Media center app maker Plex informed its users Tuesday that it is shutting down its Plex Cloud service at the end of November. Plex Cloud was meant to simplify the management of personal media collections, but struggled with technical issues and had been in maintenance mode for a few months already.

“We’ve made the difficult decision to shut down the Plex Cloud service on November 30th, 2018,” the company said in an email. “We’ve been actively working on ways to address various issues while keeping costs under control. We hold ourselves to a high standard, and unfortunately, after a lot of investigation and thought, we haven’t found a solution capable of delivering a truly first class Plex experience to Plex Cloud users at a reasonable cost.”

Plex has traditionally relied on users operating their own media server to stream videos, music and more to mobile and TV-connected devices. Plex users often run their server hardware on dedicated computers or network-attached storage drives, but the reliance on such hardware has limited the appeal of the software to more casual users.

To account for this, Plex launched Plex Cloud as a cloud-based media server two years ago. Initially, Plex Cloud was closely tied to Amazon’s consumer cloud storage offering, but the company added support for Google, Microsoft and Dropbox cloud storage soon after as well.

Behind the scenes, Plex was augmenting these storage solutions with its own cloud servers, capable of transcoding media on the fly to stream to a wide variety of devices. However, the company ran into some technical issues, which prompted it to first disable support for Amazon’s cloud storage and then in February halt the creation of new cloud servers.

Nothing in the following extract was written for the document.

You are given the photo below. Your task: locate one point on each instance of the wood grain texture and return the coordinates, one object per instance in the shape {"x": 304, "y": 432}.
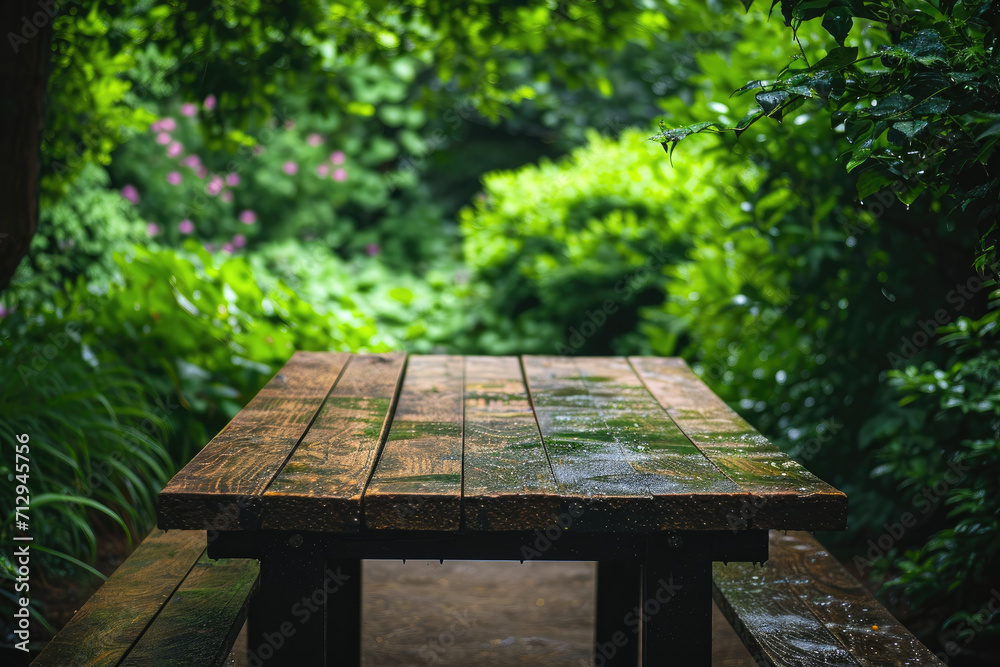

“While we are super bummed about the impact this will have on our happy Cloud users, ending support for it will allow us to focus on improving core functionality, adding new features and content, and delivering on our mission to provide a world-class product that we can all rely on and enjoy,” the company said Tuesday.

The shuttering of Plex Cloud is also emblematic for a bigger shift for Plex. Initially developed as a solution solely for personal media collections, the company has increasingly focused on incorporating online media sources, including news videos and podcasts. These sources don’t necessarily require users to run their own servers at all, which means that new users adopting Plex may have less incentive to launch their own dedicated server in the cloud.

On the flip side, pulling out of Plex Cloud also limits the types of new services the company could possibly launch in the future. Plex has for some time supported DVR functionality to record broadcast TV from networks like ABC, CBS, NBC and Fox, and Plex Cloud could potentially have been a precursor for a full-blown cloud DVR. Without running cloud services for its users, it’s now less likely that the company will go down that route.